The future of retail is changing rapidly and with each new technological advancement, shoppers get smarter about what they are willing to pay for products and services.  Brands and retailers will also have to continue to get smarter, adopting new technologies and policies that will ensure both in-store and online channels thrive.

Social Media, Branding Superhero

Inc. Magazine recently featured a post about whether social media is more advertising or PR. The author believes that social media can be either, depending on a marketer’s goals or objectives. My Millennial opinion: Social media is its own entity.

PR is message and communication management, a key aspect of social media. Advertising is focused on business strategy and achieving measurable results based on set objectives. Any social media promotional campaign that depends on conversion as a success factor harnesses the skills of advertising.

I agree with the author that social media can be what a client needs it to be and can lean toward PR or advertising, depending on the objective. But, as a whole, social media is the future…happening now.
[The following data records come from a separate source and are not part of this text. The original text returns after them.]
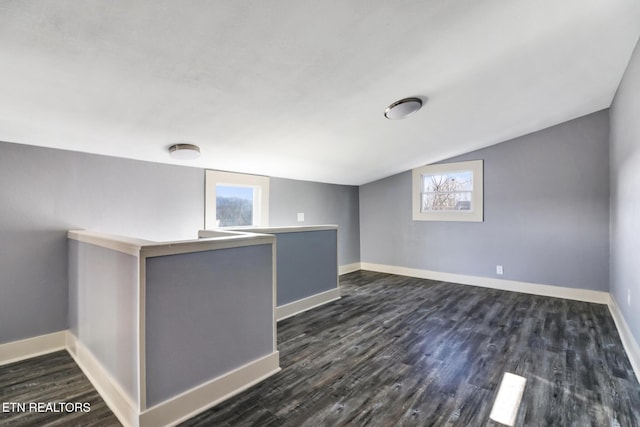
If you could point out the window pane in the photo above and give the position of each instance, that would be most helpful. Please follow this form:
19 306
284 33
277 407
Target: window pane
460 201
234 205
455 181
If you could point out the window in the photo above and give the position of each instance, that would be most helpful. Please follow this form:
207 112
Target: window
448 192
236 200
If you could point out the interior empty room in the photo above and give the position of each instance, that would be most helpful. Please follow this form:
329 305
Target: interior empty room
320 214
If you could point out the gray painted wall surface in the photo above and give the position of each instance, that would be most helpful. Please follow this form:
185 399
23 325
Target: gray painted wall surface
306 264
625 195
546 210
45 192
321 204
206 313
103 309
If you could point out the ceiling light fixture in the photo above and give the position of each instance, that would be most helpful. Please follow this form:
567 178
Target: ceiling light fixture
403 108
184 151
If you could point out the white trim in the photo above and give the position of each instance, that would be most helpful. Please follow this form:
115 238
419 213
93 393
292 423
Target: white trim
114 396
283 229
476 215
259 182
209 394
205 244
127 245
291 309
349 268
628 341
16 351
141 331
587 295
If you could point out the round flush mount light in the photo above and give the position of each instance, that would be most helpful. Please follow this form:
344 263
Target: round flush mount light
184 151
403 108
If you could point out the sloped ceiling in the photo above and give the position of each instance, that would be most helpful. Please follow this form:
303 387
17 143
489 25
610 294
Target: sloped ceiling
297 89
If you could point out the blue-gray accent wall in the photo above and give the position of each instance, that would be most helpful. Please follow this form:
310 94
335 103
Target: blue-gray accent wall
625 196
546 213
306 264
321 204
44 192
207 313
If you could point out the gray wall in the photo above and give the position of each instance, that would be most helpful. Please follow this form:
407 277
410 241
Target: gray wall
306 264
103 307
625 195
207 313
546 210
321 204
45 192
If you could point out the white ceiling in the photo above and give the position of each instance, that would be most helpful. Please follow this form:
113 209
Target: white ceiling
297 89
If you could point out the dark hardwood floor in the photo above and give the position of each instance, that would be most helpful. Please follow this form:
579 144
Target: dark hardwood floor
51 378
403 351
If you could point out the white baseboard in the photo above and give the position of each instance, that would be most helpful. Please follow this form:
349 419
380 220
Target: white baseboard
32 347
587 295
207 395
114 396
296 307
349 268
628 341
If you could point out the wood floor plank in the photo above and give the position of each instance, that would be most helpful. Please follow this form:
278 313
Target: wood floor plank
401 351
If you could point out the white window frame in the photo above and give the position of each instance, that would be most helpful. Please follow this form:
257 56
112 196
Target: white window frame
260 184
475 215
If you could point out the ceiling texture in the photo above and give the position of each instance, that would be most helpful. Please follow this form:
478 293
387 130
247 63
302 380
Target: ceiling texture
297 89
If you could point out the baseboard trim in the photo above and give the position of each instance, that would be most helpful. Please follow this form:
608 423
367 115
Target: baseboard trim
349 268
628 341
114 396
16 351
587 295
299 306
209 394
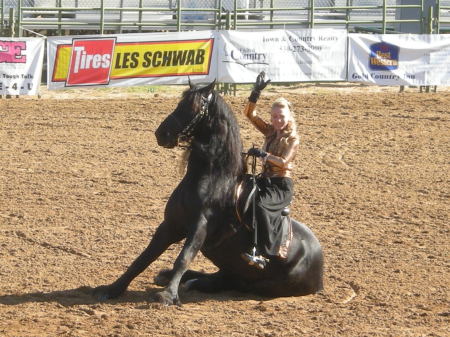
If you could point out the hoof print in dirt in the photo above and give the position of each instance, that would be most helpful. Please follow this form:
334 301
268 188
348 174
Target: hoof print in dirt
166 299
105 293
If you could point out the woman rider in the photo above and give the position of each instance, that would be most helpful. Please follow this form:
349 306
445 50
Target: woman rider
275 182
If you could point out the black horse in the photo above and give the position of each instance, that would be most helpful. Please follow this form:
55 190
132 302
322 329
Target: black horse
202 210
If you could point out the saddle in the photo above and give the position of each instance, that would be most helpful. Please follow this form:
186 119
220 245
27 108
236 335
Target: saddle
246 192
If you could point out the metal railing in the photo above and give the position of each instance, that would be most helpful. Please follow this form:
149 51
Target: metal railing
112 19
441 20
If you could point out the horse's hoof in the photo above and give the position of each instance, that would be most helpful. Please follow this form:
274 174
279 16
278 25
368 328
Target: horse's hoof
104 293
189 285
165 298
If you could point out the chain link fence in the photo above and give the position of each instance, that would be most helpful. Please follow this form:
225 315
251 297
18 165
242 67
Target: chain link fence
195 10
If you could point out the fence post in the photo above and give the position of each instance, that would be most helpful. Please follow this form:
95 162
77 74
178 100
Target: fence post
12 22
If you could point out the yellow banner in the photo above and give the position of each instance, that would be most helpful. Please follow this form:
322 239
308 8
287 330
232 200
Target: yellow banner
148 59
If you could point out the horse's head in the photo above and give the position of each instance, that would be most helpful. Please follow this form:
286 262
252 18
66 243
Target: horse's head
182 123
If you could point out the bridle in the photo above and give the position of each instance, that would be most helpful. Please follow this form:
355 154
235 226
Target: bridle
186 134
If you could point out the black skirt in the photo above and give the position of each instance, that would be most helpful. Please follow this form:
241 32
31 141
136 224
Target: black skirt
275 194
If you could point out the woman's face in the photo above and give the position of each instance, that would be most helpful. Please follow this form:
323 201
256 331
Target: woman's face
279 117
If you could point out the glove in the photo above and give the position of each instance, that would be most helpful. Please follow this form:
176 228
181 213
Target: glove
258 153
259 85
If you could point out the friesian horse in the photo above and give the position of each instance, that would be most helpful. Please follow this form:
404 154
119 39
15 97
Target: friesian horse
201 210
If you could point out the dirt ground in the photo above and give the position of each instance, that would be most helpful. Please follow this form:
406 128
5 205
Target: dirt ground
84 184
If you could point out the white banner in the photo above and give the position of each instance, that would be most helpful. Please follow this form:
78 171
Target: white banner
21 62
285 55
131 59
404 59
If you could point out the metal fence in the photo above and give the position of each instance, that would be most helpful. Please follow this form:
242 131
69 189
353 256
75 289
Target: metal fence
118 16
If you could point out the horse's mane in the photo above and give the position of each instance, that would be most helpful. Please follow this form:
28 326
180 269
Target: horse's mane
217 148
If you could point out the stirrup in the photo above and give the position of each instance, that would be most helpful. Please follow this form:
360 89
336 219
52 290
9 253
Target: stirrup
258 261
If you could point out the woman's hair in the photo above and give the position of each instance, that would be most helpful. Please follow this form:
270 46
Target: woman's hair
291 127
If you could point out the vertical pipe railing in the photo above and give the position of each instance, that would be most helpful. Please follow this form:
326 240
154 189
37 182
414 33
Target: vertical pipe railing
140 16
430 20
271 13
178 15
438 17
102 16
18 32
12 22
218 21
59 5
235 14
2 17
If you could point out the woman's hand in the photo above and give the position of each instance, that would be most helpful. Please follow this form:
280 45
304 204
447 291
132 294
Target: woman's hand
258 153
259 85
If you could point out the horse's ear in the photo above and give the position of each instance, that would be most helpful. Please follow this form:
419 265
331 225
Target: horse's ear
209 88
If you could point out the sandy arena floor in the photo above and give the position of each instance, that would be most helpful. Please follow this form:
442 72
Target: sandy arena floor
83 187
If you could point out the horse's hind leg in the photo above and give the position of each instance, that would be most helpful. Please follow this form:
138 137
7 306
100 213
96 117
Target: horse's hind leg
164 276
161 240
195 280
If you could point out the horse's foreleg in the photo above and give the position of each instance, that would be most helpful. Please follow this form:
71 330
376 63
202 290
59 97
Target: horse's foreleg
161 240
194 242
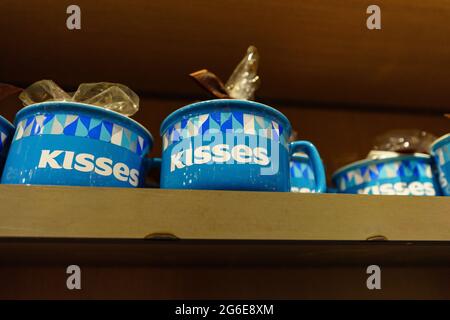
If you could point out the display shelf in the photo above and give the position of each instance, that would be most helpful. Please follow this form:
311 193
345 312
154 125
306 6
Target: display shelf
76 212
319 52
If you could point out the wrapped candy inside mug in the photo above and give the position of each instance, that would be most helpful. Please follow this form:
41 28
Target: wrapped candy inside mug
113 96
393 142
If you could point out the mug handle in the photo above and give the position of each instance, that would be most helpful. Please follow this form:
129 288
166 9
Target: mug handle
313 155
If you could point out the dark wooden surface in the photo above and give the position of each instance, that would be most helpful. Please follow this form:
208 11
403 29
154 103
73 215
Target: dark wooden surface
204 269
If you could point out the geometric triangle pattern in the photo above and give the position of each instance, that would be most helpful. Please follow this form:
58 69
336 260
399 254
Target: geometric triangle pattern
403 168
81 126
224 122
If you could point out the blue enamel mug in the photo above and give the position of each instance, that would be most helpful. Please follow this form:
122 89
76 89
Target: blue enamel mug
399 175
303 179
440 150
6 133
230 144
66 143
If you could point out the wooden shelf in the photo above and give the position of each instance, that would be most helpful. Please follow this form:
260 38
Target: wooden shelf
318 52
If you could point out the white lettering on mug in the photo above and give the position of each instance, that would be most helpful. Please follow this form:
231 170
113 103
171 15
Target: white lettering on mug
219 153
85 162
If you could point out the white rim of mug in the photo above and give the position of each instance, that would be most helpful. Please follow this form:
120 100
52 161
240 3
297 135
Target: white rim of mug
197 106
26 109
359 163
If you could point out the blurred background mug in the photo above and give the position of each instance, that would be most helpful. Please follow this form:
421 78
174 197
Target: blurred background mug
440 150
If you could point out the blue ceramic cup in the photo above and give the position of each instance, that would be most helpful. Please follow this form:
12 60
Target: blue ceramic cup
400 175
66 143
303 179
230 145
6 133
440 150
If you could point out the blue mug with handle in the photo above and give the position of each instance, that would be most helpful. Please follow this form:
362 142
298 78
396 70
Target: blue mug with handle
399 175
228 144
440 150
75 144
303 179
6 133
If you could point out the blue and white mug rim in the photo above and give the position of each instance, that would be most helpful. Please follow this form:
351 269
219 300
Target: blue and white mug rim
70 107
9 126
202 107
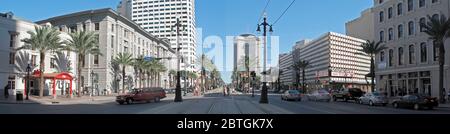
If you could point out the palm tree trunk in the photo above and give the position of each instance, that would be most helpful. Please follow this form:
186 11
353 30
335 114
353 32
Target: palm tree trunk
441 72
41 79
372 73
79 68
123 79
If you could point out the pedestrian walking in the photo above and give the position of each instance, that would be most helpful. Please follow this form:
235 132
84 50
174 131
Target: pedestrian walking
7 87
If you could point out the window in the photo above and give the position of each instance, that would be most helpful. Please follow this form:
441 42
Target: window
399 9
112 41
381 36
412 55
400 31
33 60
95 59
400 56
410 28
97 26
421 3
435 17
12 57
391 34
390 12
422 22
52 63
112 27
423 52
435 52
381 16
391 57
410 5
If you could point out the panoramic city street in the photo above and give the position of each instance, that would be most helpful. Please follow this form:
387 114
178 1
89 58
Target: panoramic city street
215 103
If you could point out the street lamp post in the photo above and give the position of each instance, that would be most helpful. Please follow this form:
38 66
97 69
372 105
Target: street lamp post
178 97
27 86
264 24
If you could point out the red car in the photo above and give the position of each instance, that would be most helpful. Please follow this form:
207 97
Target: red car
142 95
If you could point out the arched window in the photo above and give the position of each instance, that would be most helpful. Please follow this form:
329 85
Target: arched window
411 28
400 56
422 22
391 34
423 52
412 55
391 58
400 31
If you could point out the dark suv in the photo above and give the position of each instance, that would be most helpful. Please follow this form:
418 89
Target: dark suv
347 94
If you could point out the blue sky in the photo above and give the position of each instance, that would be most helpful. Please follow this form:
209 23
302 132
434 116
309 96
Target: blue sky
306 19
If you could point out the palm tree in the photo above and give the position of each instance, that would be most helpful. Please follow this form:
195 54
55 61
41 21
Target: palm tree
301 65
82 43
42 39
439 30
123 59
371 49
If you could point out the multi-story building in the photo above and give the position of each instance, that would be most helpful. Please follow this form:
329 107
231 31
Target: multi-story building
286 62
334 62
409 64
116 34
159 16
14 68
247 45
362 27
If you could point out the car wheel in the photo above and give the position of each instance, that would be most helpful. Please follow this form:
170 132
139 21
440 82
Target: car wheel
395 105
416 107
129 101
371 103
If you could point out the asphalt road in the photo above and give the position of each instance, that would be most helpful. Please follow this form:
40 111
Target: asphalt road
215 103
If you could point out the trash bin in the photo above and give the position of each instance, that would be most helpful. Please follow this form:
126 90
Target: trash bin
19 96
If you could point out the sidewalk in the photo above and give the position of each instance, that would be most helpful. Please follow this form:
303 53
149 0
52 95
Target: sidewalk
48 100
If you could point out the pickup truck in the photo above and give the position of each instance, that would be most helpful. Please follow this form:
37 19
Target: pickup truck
139 95
347 94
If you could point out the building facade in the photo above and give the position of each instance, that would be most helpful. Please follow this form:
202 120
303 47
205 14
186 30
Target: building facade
116 34
14 68
362 27
334 62
287 76
247 45
159 16
410 64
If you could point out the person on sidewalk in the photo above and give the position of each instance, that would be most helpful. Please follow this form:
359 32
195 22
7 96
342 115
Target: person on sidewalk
6 90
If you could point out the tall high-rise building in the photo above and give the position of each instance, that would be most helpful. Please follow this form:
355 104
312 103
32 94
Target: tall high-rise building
158 18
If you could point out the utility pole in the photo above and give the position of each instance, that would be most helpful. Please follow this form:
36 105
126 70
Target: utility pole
264 24
178 97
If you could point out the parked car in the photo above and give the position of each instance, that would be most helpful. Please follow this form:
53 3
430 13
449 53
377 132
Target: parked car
416 101
291 95
347 94
320 95
145 94
373 99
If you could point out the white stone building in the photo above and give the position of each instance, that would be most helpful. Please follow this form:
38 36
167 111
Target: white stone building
410 64
159 16
117 34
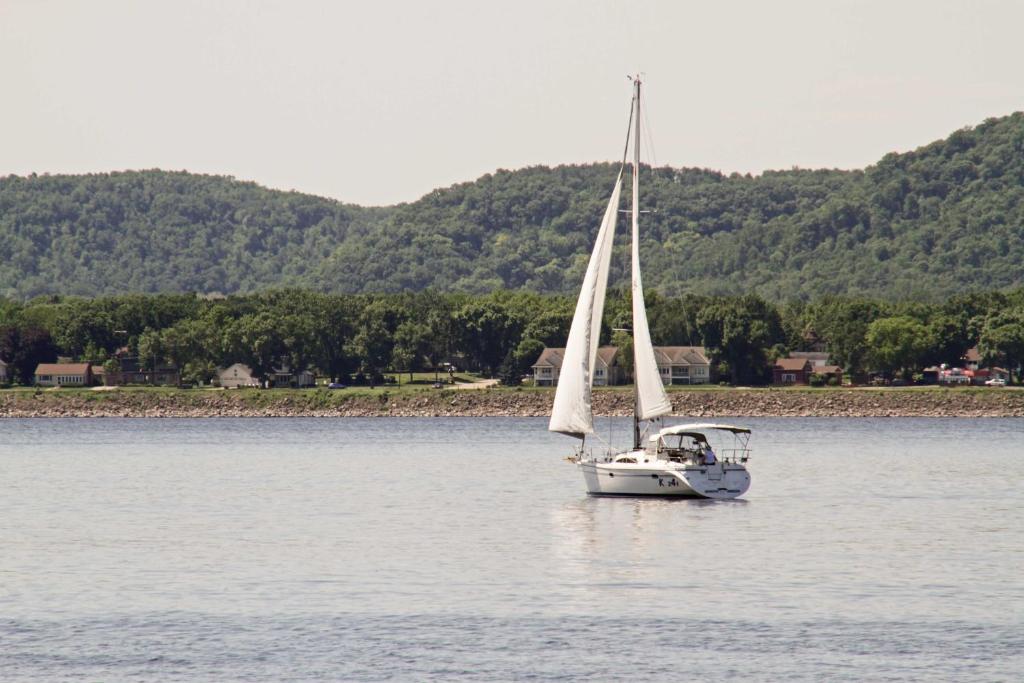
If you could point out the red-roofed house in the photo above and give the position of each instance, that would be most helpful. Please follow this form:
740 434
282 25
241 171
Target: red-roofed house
792 371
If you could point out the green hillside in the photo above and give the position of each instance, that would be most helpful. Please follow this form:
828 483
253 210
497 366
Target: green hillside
942 219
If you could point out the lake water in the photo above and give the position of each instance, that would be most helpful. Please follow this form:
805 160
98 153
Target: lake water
466 548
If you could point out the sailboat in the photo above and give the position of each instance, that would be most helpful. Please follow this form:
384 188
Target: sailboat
664 460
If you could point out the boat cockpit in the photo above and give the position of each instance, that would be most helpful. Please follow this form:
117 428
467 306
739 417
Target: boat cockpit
688 444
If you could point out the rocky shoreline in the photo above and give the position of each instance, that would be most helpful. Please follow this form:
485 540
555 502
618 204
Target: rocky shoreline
508 402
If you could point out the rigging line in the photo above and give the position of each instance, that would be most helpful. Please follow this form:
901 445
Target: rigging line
629 129
650 138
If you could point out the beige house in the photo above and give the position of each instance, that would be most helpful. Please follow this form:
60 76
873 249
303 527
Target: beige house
677 365
64 374
683 365
817 358
549 365
237 376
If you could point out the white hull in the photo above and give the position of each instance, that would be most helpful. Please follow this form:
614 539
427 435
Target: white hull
664 478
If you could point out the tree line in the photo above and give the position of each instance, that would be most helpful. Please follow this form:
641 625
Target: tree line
499 334
946 217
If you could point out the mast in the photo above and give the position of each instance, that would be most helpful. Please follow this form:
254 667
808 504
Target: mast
636 222
651 400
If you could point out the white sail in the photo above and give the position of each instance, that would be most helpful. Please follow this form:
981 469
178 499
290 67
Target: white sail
651 399
571 413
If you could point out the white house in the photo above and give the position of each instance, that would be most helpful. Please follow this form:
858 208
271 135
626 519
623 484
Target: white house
817 358
64 374
239 375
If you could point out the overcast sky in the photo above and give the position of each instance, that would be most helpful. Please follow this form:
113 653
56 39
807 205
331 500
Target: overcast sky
379 102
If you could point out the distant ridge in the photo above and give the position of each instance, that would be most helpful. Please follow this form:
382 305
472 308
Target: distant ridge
941 219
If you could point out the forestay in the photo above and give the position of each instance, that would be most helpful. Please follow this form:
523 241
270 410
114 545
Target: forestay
571 413
651 399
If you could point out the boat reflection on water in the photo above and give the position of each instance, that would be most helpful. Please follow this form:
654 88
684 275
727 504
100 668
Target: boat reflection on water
598 542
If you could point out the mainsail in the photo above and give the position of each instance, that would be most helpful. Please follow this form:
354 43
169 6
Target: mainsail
571 413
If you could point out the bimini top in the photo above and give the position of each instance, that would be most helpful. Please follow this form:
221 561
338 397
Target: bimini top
698 427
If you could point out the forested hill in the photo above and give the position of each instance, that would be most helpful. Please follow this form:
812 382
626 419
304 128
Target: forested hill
944 218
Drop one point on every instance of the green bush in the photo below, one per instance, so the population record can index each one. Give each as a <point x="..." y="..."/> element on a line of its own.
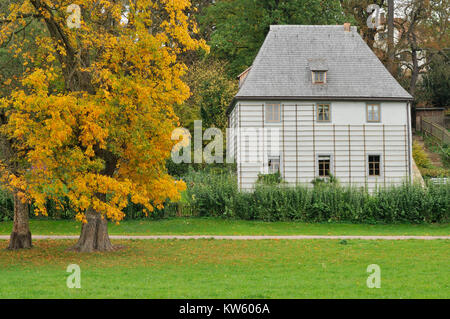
<point x="214" y="193"/>
<point x="217" y="195"/>
<point x="420" y="157"/>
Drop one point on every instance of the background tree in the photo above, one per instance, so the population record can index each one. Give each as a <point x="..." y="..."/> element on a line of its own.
<point x="435" y="86"/>
<point x="12" y="161"/>
<point x="239" y="27"/>
<point x="95" y="118"/>
<point x="212" y="91"/>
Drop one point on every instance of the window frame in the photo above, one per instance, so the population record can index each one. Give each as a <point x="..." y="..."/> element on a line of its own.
<point x="330" y="171"/>
<point x="313" y="76"/>
<point x="329" y="112"/>
<point x="266" y="119"/>
<point x="380" y="165"/>
<point x="367" y="112"/>
<point x="270" y="158"/>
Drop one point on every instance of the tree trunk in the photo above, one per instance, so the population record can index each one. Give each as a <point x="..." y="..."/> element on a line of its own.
<point x="94" y="234"/>
<point x="21" y="235"/>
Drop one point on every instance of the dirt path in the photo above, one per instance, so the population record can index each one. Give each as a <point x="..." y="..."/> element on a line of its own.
<point x="294" y="237"/>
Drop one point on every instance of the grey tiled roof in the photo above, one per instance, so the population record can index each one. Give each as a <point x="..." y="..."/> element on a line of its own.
<point x="283" y="65"/>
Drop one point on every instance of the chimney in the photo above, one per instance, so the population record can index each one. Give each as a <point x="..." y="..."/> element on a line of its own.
<point x="347" y="26"/>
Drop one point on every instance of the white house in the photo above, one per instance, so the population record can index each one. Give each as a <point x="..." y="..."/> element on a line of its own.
<point x="326" y="105"/>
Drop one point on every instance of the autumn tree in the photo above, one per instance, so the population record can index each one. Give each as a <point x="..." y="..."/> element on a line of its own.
<point x="94" y="117"/>
<point x="11" y="159"/>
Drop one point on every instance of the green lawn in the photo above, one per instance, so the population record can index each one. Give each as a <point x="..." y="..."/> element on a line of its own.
<point x="230" y="269"/>
<point x="211" y="226"/>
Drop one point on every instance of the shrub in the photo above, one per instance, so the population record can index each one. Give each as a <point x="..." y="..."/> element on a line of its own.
<point x="217" y="195"/>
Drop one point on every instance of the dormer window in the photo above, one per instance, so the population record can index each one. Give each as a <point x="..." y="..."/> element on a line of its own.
<point x="319" y="77"/>
<point x="318" y="68"/>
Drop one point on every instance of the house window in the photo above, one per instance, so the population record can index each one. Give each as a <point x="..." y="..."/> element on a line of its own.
<point x="273" y="112"/>
<point x="274" y="165"/>
<point x="324" y="164"/>
<point x="373" y="112"/>
<point x="319" y="77"/>
<point x="374" y="165"/>
<point x="323" y="112"/>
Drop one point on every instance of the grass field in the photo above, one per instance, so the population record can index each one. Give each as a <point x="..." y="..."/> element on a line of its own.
<point x="230" y="269"/>
<point x="214" y="226"/>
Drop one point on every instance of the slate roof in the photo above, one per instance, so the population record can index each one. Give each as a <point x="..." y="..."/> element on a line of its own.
<point x="282" y="68"/>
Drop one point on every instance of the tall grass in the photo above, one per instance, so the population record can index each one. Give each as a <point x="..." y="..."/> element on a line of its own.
<point x="217" y="195"/>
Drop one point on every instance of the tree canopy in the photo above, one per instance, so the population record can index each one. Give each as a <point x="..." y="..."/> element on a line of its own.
<point x="93" y="116"/>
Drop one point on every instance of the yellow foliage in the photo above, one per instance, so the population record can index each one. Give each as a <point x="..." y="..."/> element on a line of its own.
<point x="102" y="143"/>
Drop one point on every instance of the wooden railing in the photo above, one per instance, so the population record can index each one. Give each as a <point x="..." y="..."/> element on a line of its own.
<point x="436" y="130"/>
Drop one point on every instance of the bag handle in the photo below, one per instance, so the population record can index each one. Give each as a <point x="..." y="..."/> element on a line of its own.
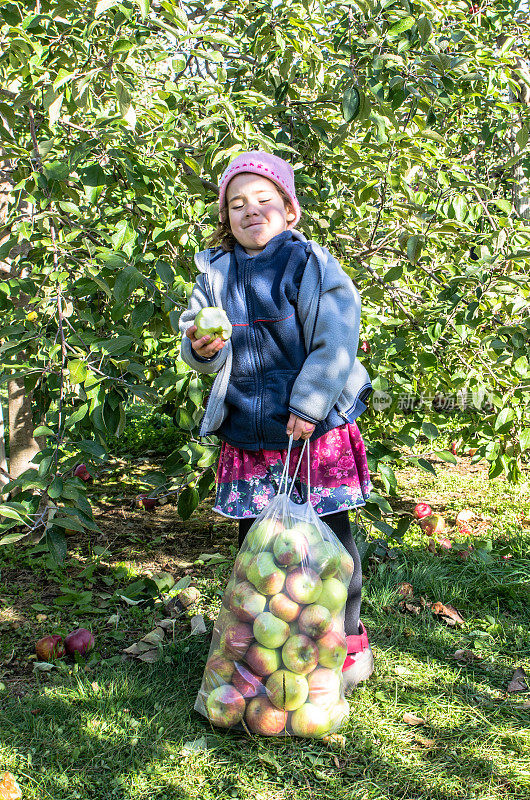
<point x="284" y="476"/>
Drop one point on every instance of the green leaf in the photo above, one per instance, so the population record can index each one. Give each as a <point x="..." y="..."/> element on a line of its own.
<point x="11" y="538"/>
<point x="504" y="420"/>
<point x="414" y="246"/>
<point x="350" y="103"/>
<point x="143" y="5"/>
<point x="77" y="370"/>
<point x="105" y="5"/>
<point x="127" y="281"/>
<point x="56" y="542"/>
<point x="430" y="430"/>
<point x="400" y="27"/>
<point x="524" y="439"/>
<point x="187" y="502"/>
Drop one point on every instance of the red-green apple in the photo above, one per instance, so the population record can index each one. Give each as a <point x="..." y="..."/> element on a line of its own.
<point x="315" y="620"/>
<point x="303" y="585"/>
<point x="290" y="547"/>
<point x="339" y="713"/>
<point x="235" y="639"/>
<point x="324" y="558"/>
<point x="264" y="573"/>
<point x="246" y="602"/>
<point x="300" y="654"/>
<point x="225" y="706"/>
<point x="262" y="717"/>
<point x="422" y="510"/>
<point x="270" y="631"/>
<point x="324" y="686"/>
<point x="262" y="660"/>
<point x="246" y="682"/>
<point x="332" y="650"/>
<point x="333" y="595"/>
<point x="212" y="321"/>
<point x="218" y="670"/>
<point x="283" y="607"/>
<point x="432" y="524"/>
<point x="310" y="720"/>
<point x="286" y="689"/>
<point x="242" y="563"/>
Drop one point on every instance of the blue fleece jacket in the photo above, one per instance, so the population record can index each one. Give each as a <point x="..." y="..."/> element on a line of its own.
<point x="315" y="347"/>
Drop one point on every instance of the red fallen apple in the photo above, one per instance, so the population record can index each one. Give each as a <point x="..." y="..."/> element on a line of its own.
<point x="422" y="510"/>
<point x="50" y="647"/>
<point x="144" y="501"/>
<point x="79" y="641"/>
<point x="432" y="524"/>
<point x="262" y="717"/>
<point x="81" y="472"/>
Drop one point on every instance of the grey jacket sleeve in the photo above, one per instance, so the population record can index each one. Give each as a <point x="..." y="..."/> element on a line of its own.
<point x="199" y="299"/>
<point x="323" y="376"/>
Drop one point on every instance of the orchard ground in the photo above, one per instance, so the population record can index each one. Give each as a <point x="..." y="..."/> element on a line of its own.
<point x="438" y="720"/>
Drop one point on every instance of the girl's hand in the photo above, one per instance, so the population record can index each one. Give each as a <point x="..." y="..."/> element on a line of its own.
<point x="203" y="347"/>
<point x="300" y="428"/>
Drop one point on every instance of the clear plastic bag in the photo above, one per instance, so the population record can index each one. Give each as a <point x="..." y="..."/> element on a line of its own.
<point x="278" y="645"/>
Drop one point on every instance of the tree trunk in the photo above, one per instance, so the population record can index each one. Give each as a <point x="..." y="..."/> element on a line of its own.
<point x="22" y="445"/>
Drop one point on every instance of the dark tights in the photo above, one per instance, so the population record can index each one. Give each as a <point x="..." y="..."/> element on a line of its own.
<point x="340" y="525"/>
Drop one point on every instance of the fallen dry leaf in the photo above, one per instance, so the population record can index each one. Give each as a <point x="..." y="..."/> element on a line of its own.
<point x="449" y="614"/>
<point x="412" y="719"/>
<point x="9" y="788"/>
<point x="466" y="655"/>
<point x="405" y="590"/>
<point x="518" y="682"/>
<point x="424" y="742"/>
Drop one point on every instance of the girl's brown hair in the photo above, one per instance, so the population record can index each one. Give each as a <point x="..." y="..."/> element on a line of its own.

The fact that social media can tackle the demands of PR and advertising in one fell swoop gives it a power that neither PR nor advertising can have on their own. It’s a medium that gives anyone the power to become a brand — and that’s exactly how my generation is using it.

We are setting the future of business by branding ourselves without the assistance of PR or advertising, but instead using social media. And thanks to this special medium, when consumers set trends on Facebook, Twitter or the like, brands tend to follow in their footsteps. If you’re wondering who is really in control…look no further. Consumers and Shoppers. They hold the power in today’s dynamic retail ecosystem.

And mark my words, the more prominent social media becomes, the more brands will begin to test its limits in ways no one could ever imagine with PR or advertising alone.